Having spent the last 15 years as an executive coach and trainer of coaches, Jan also speaks regularly at conferences and corporate events about how leaders can use coaching to develop their teams and how client facing professionals can use the same skills to improve their services. Here he tells us all about the work that he does and his upcoming book.

Tell us about the book that you’re currently writing?

The book is targeted to financial advisers, accountants and other professionals whose careers revolve around helping their clients.

I know that most came into their chosen profession with a genuine desire to really help and make a positive difference for their clients - as well as building successful lucrative careers. As true professionals in their chosen field, I’m sure they all work hard on building up and maintaining their technical competencies and expertise.

But these technical skills are in reality merely the minimum! We have to appreciate that to ensure that we help meet our clients’ needs, we must first understand our clients, their situation and their aspirations really well. In many cases we even need to help our clients recognise their own situation better and help them clarify what they want. When we start to provide solutions without fully understanding this, we are doing our clients a disservice.

To help us create a successful career, we also have to recognise that technical skills can only get us so far. An arguably much bigger factor for career success is our ability to forge relationships and engage effectively with our clients.

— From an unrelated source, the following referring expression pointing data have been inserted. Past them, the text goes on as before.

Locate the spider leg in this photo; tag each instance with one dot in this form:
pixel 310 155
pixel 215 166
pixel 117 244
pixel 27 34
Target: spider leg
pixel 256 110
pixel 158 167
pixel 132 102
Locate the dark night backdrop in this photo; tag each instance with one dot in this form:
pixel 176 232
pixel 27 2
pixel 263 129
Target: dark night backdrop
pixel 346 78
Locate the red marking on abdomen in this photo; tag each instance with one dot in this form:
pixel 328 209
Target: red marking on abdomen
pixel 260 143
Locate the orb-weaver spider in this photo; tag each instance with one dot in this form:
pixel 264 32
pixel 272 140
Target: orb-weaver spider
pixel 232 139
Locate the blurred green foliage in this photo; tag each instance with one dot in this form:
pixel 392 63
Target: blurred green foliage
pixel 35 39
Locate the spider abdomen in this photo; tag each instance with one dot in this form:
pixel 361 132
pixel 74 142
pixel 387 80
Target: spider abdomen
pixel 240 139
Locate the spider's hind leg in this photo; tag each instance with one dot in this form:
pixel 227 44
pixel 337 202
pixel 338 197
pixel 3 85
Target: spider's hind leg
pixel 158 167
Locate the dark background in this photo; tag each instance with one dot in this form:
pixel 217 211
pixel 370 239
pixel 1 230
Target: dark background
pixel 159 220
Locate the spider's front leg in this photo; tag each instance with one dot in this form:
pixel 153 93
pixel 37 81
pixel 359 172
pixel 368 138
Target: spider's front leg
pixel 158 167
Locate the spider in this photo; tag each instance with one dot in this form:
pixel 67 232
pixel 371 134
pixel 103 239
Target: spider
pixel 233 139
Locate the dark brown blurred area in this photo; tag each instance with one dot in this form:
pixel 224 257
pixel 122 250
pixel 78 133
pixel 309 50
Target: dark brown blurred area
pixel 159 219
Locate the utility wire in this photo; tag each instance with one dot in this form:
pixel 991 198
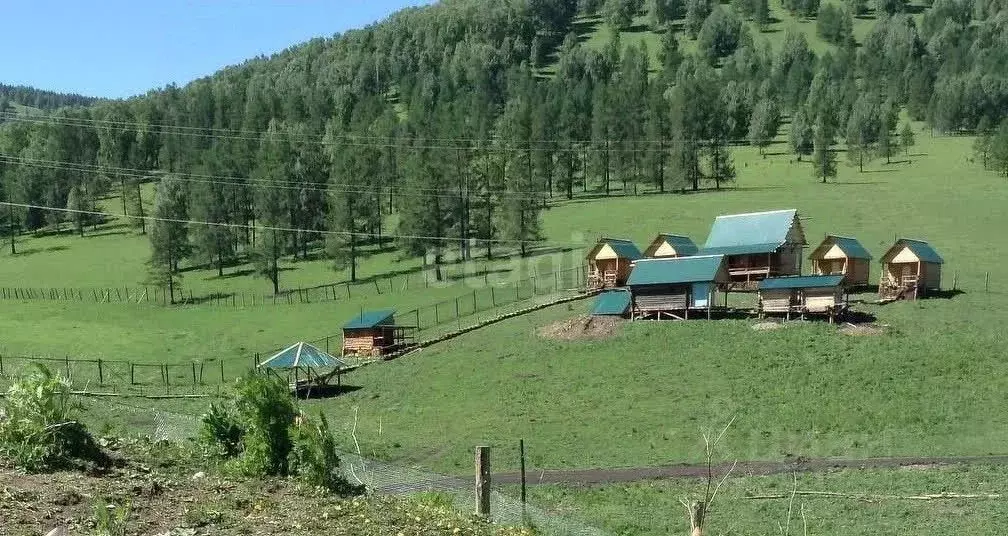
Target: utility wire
pixel 392 142
pixel 273 228
pixel 265 183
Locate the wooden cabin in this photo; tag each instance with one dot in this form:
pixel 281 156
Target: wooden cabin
pixel 910 269
pixel 374 333
pixel 842 256
pixel 665 246
pixel 615 302
pixel 802 294
pixel 674 286
pixel 757 246
pixel 610 263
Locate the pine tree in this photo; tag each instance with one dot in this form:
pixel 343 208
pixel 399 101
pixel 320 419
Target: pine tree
pixel 78 205
pixel 802 133
pixel 168 235
pixel 824 159
pixel 906 138
pixel 272 175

It is a sad fact that our schools and most professional higher education pays very little attention to interpersonal and conversation skills. It is my argument that professionals should regard these skills as essential professional skills in their own right and they should have just as much focus during formal qualification training as well as in their continuous professional development throughout their career.

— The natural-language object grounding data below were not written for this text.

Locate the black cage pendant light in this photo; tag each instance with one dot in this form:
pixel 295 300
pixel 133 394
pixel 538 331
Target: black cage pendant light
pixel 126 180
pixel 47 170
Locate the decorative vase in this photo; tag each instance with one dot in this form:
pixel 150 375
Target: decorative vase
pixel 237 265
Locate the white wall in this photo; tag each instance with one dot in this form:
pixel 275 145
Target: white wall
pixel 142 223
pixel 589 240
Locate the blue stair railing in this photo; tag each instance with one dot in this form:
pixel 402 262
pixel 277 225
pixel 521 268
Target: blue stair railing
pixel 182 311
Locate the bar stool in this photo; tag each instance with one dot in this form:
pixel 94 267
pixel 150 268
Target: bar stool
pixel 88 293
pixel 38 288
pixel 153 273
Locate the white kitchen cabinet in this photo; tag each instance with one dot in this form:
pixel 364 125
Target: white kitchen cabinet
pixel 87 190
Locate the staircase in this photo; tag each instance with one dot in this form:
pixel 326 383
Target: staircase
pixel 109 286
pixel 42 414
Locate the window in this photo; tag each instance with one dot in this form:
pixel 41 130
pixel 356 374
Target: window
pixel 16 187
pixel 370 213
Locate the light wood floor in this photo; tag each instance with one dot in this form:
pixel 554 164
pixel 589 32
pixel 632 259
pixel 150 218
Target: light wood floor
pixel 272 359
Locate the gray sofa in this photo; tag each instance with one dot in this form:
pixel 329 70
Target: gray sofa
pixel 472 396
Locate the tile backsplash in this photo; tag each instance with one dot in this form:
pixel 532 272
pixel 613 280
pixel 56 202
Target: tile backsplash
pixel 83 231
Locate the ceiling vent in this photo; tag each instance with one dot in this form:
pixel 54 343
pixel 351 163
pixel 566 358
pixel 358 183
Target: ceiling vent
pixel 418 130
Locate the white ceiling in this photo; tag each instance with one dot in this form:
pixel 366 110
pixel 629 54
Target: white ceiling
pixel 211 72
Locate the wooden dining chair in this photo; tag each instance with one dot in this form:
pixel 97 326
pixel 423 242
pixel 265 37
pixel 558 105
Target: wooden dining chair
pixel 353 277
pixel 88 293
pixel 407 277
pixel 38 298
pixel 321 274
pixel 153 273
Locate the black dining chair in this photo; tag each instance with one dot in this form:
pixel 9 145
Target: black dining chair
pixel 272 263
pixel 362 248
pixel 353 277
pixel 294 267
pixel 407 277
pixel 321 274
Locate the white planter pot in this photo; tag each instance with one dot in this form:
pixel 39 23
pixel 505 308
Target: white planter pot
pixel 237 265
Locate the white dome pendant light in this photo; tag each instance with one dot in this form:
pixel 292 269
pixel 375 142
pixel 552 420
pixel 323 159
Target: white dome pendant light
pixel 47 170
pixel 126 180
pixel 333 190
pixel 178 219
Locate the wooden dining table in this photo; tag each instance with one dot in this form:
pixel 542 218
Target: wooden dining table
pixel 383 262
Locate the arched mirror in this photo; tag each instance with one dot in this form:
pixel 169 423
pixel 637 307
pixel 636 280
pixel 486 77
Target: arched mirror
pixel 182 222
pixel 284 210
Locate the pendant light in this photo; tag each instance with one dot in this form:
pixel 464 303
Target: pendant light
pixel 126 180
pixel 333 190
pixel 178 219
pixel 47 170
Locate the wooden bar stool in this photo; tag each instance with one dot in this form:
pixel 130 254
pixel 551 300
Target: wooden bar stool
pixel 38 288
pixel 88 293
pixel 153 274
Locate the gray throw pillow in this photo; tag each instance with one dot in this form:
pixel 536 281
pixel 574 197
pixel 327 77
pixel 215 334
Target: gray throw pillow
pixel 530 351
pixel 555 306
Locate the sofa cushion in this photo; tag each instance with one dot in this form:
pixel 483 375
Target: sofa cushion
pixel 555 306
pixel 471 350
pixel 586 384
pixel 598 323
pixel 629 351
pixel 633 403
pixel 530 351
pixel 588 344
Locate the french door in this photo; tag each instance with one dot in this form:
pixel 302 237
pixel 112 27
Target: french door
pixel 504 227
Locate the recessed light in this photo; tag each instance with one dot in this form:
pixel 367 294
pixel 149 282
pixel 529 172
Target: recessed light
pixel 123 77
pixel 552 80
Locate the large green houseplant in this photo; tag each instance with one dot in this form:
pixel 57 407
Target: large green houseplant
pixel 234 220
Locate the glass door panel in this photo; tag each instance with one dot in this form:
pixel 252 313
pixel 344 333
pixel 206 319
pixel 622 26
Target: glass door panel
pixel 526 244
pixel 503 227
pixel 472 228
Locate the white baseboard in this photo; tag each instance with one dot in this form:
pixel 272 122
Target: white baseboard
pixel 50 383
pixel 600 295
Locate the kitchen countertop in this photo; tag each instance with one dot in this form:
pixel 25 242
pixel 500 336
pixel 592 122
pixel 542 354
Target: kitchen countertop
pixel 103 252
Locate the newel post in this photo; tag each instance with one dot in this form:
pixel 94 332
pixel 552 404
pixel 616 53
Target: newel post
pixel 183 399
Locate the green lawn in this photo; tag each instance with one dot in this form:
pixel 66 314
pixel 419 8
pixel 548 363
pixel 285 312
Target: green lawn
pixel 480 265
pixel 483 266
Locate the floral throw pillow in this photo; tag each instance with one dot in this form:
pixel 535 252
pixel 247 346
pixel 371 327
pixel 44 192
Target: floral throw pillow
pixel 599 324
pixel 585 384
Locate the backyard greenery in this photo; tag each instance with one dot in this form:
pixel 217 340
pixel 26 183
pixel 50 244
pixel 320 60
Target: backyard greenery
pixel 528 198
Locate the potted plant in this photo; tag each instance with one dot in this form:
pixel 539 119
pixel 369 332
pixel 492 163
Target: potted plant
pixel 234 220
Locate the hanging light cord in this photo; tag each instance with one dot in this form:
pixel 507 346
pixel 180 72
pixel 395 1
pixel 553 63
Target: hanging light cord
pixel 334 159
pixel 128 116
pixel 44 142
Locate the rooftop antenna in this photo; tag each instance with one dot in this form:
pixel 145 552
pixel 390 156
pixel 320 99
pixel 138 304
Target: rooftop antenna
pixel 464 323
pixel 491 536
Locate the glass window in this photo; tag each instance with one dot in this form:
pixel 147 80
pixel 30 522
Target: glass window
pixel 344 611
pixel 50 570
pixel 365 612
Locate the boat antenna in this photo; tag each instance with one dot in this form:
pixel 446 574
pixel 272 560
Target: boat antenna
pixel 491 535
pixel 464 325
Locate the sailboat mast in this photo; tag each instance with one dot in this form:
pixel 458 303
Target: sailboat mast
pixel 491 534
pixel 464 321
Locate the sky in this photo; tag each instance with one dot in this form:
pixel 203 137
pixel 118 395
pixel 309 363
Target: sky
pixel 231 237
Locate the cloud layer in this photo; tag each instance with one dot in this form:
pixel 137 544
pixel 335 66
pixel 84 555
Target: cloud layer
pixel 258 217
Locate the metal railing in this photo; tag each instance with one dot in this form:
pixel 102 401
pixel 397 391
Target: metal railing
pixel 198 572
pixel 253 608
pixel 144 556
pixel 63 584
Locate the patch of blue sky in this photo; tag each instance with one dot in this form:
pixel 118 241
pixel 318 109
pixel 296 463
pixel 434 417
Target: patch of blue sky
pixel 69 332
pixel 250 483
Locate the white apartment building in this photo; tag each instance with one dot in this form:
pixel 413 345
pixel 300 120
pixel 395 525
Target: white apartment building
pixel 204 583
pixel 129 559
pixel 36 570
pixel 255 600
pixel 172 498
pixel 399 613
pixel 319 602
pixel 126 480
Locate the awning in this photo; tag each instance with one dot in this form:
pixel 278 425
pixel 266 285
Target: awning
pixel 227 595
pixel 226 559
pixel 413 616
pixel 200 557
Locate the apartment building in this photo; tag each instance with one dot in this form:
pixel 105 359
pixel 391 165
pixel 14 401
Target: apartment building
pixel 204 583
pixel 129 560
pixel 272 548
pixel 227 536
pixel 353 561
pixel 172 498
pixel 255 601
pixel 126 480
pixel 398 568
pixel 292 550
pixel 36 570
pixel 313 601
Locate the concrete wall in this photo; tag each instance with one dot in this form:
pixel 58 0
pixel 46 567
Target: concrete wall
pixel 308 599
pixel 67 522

Thus, my book is aiming to address this. It is based on my coaching and interpersonal skills training of more than a thousand advisers and experts across a range of professional services.

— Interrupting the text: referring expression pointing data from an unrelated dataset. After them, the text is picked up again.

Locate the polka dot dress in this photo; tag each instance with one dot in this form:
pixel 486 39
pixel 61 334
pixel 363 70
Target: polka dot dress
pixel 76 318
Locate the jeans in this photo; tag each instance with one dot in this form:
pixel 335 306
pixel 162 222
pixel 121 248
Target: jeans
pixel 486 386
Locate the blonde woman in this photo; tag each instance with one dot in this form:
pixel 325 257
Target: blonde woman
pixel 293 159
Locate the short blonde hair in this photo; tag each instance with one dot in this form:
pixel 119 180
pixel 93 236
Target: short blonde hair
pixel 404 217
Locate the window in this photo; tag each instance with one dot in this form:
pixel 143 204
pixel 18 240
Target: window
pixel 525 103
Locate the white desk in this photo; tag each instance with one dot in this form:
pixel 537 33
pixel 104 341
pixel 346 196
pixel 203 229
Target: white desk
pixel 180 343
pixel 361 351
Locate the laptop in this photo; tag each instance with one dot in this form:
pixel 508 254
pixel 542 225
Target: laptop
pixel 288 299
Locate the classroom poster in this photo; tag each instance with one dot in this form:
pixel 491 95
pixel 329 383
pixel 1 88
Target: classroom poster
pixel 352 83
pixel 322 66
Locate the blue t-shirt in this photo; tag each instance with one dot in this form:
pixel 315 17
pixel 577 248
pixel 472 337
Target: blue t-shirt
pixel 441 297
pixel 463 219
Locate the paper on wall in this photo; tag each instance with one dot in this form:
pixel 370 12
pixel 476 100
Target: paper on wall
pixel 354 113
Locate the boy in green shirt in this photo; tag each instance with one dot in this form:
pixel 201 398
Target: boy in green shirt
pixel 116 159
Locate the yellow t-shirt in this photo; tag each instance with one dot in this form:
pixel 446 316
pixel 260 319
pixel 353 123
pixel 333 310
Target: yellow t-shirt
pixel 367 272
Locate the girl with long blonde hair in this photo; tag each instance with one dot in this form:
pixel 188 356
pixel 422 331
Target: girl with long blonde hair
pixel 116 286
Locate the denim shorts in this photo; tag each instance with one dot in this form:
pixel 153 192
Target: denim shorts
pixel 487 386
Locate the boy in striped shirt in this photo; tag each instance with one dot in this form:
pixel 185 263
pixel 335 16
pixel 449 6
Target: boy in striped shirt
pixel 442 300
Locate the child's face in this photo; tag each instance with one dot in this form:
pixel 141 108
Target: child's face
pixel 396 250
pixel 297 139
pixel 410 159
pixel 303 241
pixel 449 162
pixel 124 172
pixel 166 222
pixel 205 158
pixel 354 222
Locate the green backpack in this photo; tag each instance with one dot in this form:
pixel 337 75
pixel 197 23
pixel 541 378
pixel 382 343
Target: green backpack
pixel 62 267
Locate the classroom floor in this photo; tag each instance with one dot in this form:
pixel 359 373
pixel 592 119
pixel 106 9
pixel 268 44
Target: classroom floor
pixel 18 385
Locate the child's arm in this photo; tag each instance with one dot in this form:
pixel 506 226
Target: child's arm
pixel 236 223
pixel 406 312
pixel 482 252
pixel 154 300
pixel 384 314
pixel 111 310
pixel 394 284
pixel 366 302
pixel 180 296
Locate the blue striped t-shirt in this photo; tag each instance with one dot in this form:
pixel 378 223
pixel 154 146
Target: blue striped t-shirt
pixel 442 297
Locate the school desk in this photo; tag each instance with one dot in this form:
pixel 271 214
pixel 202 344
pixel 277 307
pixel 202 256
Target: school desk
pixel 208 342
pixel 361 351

 Can you give us a summary of the book’s main topics?

I will share why experts often struggle to listen well and what practically to do about it. I will discuss how to ask powerful questions to help clients’ thinking, how to build trust and how to uncover your clients’ goals and deeper needs. I will also share techniques on how to help clients make quality decisions and change unhelpful behaviours. But this is not about nice-to-have ‘soft’ skills; I will show how these skills are essential to career success, business development and better advice and I will also look at how to practically include these in the readers’ advisory practice.

When can we expect the book?

The book is expected to be published around the turn of the year. We will publish more details on our website when it’s available. If anyone is interested in learning more beforehand, they are very welcome to attend one of our open courses or contact me to arrange an in-house course.

What are the most common challenges that financial advisers and accountants need Quiver Management’s help with?

The underlying challenge is usually ‘how do we differentiate ourselves from the rest?’. Our clients recognise that the transactional side of financial advice and accountancy is becoming a commodity that clients are unwilling to pay much for. Their service proposition is shifting to becoming a trusted partner for clients. The cornerstone for this is interpersonal skills, being able to forge strong relationships based on understanding clients’ underlying needs and then creating tailored personalised services and solutions that meet these needs. This is what they need our help with.